Study of tissue-specific dihydrodiol dehydrogenase

组织特异性二氢二醇脱氢酶的研究

基本信息

批准号：
11672175
负责人：
HARA Akira
金额：
$ 2.3万
依托单位：
Gifu Pharmaceutical University
依托单位国家：
日本
项目类别：
Grant-in-Aid for Scientific Research (C)
财政年份：
1999
资助国家：
日本
起止时间：
1999 至 2000
项目状态：
已结题

项目摘要

Dihydrodiol dehydrogenase (DD, EC 1.3.1.20), which catalyzes the NADP-dependent oxidation of trans-dihydrodiols of aromatic hydrocarbons, has been shown to be involved in cytotoxicity of the aromatic hydrocarbons. The enzyme exits in multiple forms in mammalian tissues. Of the multiple forms dimeric DD is tissue-specifically expressed, but its structure and physiological function have not been elucidated. This study was performed to elucidate the structure of dimeric DD, its relationship to the function and possible clinical significance. The results obtained are summarized.1. Dimeric DD in monkey kidney, pig and dog liver was demonstrated to be identical with NADP-dependent D-xylose dehydrogenase (EC 1.1.1.179).2. The protein sequencing and/or cDNA cloning primary structures of dimeric DDs in rabbit lens, human intestine and the above animal tissues revealed that the enzymes constitute a new protein family with prokaryotic proteins including glucose-fructose oxidoreductase.3. The site … More -directed mutagenesis on the monkey dimeric DD suggested that Tyr-180 is a catalytic residue, Lys-97 and His-79 function both coenzyme binding and chemical steps of the reaction, and Tyr-71 and His-76 are involved in coenzyme binding.

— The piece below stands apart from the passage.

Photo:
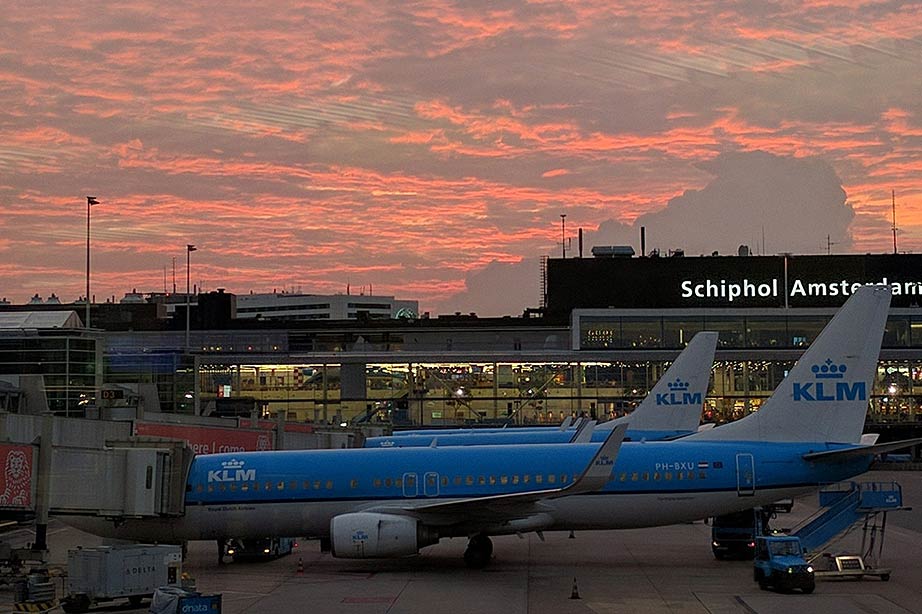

In addition, Trp-125, Asp-176 and Trp-254 were suggested to be responsible for substrate binding, and of the three residues Asp-176 is thought to be important for the adaptation of the alcohol substrate in to the binding site. The crystallographic study is now in progress.4. Dimeric DD was inhibited by several drugs such as nonsteroidal anti-inflammatory agents, of which the potent inhibitors commonly had 4-hydroxyphenylketone structure. The enzyme's mRNA, although it did not detected in normal human kidney, was detected in one of five renal cancer specimen. The variant gene with respect to exon 4 region was not detected, and such a study for other exon regions will be continued to find clinical significance.5. During the course of cloning of the genomic gene for dimeric, I noticed that the gene is included in a working draft sequence of chromosome 19. The 5'-noncoding region of this gene contains various putative binding sites for transcription factors.6. The structural and functional aspects obtained in this study was presented in 10^<th> International Symposium on Enzymology and Molecular Biology of Carbonyl Metabolism (New Mixico, U.S.A., July, 2000). Less

二氢二醇脱氢酶(DD，EC 1.3.1.20)催化芳香烃反式二氢二醇的NADP依赖性氧化，已被证明参与芳香烃的细胞毒性，该酶以多种形式存在于哺乳动物组织中。多种形式的二聚体DD是组织特异性表达的，但其结构和生理功能尚未阐明。阐明了二聚体DD的结构、其与功能的关系以及可能的临床意义。结果如下：1．在猴肾、猪和狗肝脏中获得的二聚体DD与NADP依赖性D-木糖脱氢酶相同。 EC 1.1.1.179).2. 兔晶状体、人肠和上述动物组织中二聚体 DD 的蛋白质测序和/或 cDNA 克隆表明，这些酶构成了一种新的酶。包括葡萄糖-果糖氧化还原酶在内的原核蛋白家族。猴二聚体 DD 上的定点诱变表明 Tyr-180 是催化残基，Lys-97 和 His-79 兼具辅酶结合和化学步骤。该反应中，Tyr-71 和 His-76 参与辅酶结合，此外，Trp-125、Asp-176 和Trp-254 被认为负责底物结合，并且三个残基中的 Asp-176 被认为对于醇底物适应结合位点很重要。二聚体 DD 的晶体学研究正在进行中。该酶被多种药物抑制，例如非甾体类抗炎药，其中有效的抑制剂通常具有4-羟基苯基酮结构。该酶的mRNA虽然在正常人肾脏中未检测到，但在其中一种中检测到。 5个肾癌标本中，未检测到外显子4区域的变异基因，将继续对其他外显子区域进行这样的研究以寻找临床意义。5．在克隆二聚体基因组基因的过程中，我注意到。该基因包含在 19 号染色体的工作草案序列中。该基因的 5'-非编码区包含转录因子的各种推定结合位点。6。本研究中获得的结构和功能方面在第 10^<th 中提出。 > 国际研讨会关于羰基代谢的酶学和分子生物学（New Mixico，美国，2000 年 7 月）。